Majical Cloudz at 7th Street Entry, 8/13/13
|Photo by Erik Hess|
with Moon King
7th Street Entry, Minneapolis
August 13, 2013
For a fairly long length of time before the start of Majical Cloudz's set at the Entry on Tuesday night, a lone keyboard that Matthew Otto had plugged in then walked away from, sat silent as feedback slowly gathered steam over the P.A. It was reminiscent of the descriptions of Death Grips' non-show at Chicago's Bottom Lounge earlier this month during Lollapalooza, though Tuesday's crowd seemed not to mind and weren't growing very agitated or restless in the least, as they simply nursed their beers and chatted about this past weekend's activities.
After a roughly half-hour wait, Otto returned with lead singer Devon Welsh in tow and the band got the night under way with the title track to their new Impersonator album and "This is Magic," the spare, stripped down dream pop leanings apparent early and extending into the appearance of the band itself: Otto simply dressed in a hoodie and dark denim, utilizing only a keyboard and sampler; Welsh clad in a white T-shirt which was neatly tucked into his jeans, holding the microphone in his hands the entire night, not even making use of a mic stand.
Majical Cloudz spent the majority of Tuesday occupying the space between Washed Out and Shearwater, however they weren't nearly as hopeful as the former or as nature-oriented and obtuse as the latter. The songs often ended on a down note or ambiguously -- the happy endings were few and hard fought. "Childhood's End" reflected on the pain of growing up, discovering the hurt the world has to offer. Much of the lyrical content in the song -- nor in most of the set's songs, truth be told -- wasn't exactly revolutionary, they still felt exceptionally revelatory, laying Welsh's psyche and soul bare for the Entry's crowd, which slowly became fairly entranced by the proceedings on stage.
|Photos by Erik Hess|
"Notebook" and "Mister," -- which Welsh declared the "pogo song at the sing-along show" for the night, after observing that most of the crowd was singing along to most of the songs, an action that seemed to both delight and frighten him -- found the band finally hitting their high gear, Welsh pogoing along with a good portion of the crowd, Otto finally coming alive a bit and dancing, as well.

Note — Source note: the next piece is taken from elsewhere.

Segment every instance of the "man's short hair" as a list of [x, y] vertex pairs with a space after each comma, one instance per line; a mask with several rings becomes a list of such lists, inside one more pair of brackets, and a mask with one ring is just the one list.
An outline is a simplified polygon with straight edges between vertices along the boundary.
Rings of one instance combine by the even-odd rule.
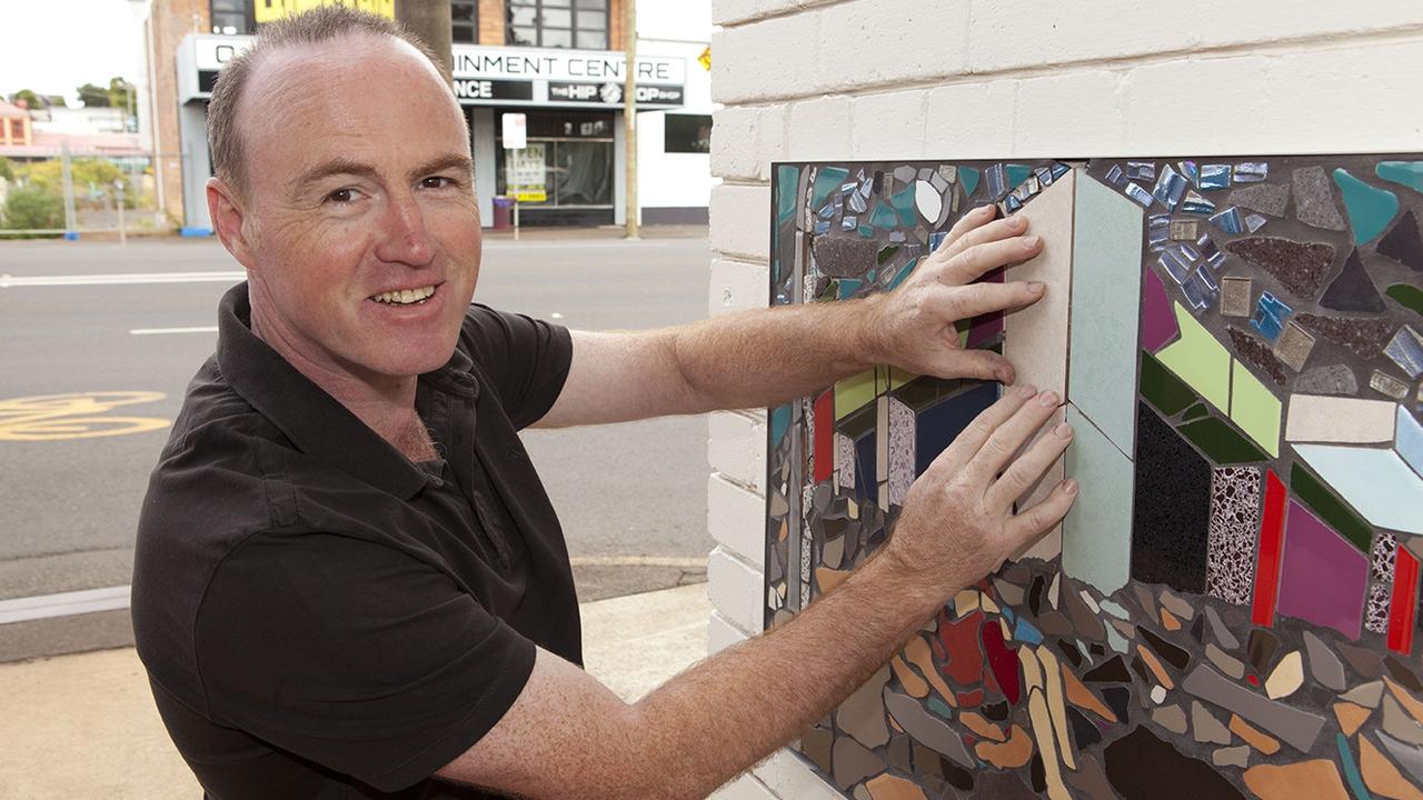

"I Do Sing For You" and the vaguely upsetting "Turns Turns Turns" started the downslope of the band's decidedly short 50-minute set, though the duo wasn't done quite yet as they offered a fantastic, glittering version of "Silver Rings" and a relatively amped up version of "Bugs Don't Buzz," complete with foot stomping from Welsh that was so forceful it could be heard throughout the room over the music.